Going back to today's activity in BBRY's options pits, two matching blocks of 5,000 contracts crossed simultaneously at the weekly 9/13 11-strike call and put -- the former for a bid price of $0.40 each, and the latter for a bid price of $0.47 apiece. These transactions, which resulted in a net credit of $0.87 per pair of contracts, were marked as "opening," per data from Trade-Alert.
By constructing what appears to be a short straddle on BBRY, the strategist is betting on the stock to close at $11 by next Friday's close, when these weekly options expire. The seller may be anticipating sideways movement in the shares in advance of any buyout announcement. A close right at $11 would render both of the options worthless, and allow him to pocket the net credit received, which also represents the maximum profit on the play. Between the breakeven prices of $11.87 and $10.13 (the strike price plus and less the net credit, respectively), the straddle seller will be profitable.
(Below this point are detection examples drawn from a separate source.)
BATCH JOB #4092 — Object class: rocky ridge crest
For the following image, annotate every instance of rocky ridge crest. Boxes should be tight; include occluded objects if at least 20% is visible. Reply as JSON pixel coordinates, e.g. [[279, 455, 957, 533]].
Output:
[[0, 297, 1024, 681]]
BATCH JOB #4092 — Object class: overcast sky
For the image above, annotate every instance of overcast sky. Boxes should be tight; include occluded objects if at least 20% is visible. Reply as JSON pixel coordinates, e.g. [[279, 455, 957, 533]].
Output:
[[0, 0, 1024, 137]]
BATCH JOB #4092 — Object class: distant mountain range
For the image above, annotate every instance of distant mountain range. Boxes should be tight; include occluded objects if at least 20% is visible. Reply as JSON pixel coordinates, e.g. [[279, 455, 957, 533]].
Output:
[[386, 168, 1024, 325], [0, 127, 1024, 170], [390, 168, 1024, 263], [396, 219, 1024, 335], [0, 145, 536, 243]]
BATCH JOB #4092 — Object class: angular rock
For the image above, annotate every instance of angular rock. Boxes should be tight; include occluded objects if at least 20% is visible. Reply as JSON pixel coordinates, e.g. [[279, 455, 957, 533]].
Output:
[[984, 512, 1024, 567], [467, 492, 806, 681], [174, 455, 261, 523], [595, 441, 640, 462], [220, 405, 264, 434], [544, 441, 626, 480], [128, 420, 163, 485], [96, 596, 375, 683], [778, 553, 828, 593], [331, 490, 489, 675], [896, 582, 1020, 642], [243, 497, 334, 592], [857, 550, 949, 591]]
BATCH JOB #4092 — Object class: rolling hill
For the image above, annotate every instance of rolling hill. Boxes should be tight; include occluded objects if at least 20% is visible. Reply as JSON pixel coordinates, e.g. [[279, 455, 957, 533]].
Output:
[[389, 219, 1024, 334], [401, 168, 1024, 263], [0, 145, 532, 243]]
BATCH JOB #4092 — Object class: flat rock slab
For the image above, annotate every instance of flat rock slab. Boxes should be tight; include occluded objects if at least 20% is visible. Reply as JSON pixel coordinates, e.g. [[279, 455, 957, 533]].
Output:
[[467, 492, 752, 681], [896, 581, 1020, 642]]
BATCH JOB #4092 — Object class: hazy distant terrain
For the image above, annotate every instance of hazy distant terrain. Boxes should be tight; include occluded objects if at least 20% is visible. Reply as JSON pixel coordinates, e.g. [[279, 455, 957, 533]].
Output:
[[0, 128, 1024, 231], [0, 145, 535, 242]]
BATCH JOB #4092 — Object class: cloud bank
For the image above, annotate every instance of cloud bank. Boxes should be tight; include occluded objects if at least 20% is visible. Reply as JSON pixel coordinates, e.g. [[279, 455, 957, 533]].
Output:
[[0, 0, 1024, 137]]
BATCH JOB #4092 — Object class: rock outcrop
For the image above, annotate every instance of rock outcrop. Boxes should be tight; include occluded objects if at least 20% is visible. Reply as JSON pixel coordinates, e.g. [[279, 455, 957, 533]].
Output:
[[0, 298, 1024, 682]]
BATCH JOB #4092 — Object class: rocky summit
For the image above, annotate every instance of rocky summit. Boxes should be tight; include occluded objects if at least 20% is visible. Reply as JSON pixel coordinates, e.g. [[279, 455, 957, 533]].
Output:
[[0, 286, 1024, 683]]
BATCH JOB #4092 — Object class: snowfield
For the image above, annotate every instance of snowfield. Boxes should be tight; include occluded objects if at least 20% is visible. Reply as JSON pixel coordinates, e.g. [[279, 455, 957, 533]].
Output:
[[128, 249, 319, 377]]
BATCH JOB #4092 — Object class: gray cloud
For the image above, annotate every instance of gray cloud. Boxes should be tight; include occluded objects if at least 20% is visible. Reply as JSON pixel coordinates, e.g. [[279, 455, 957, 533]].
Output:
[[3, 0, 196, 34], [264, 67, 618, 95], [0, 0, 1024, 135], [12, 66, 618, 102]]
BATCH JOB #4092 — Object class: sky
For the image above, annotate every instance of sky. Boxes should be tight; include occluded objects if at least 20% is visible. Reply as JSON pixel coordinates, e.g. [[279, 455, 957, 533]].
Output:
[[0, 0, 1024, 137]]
If the stock ascends past the upper breakeven rail, the trader's risk is theoretically unlimited. If the shares move south of $11, his losses are capped at $10.13, or the strike price less the net credit received.
Technically speaking, BlackBerry Ltd (NASDAQ:BBRY) has advanced more than 62% year-over-year, and has bested the broader S&P 500 Index (SPX) by over 19 percentage points during the past two months. At last check, however, the stock was down 0.8% to hover at $10.91.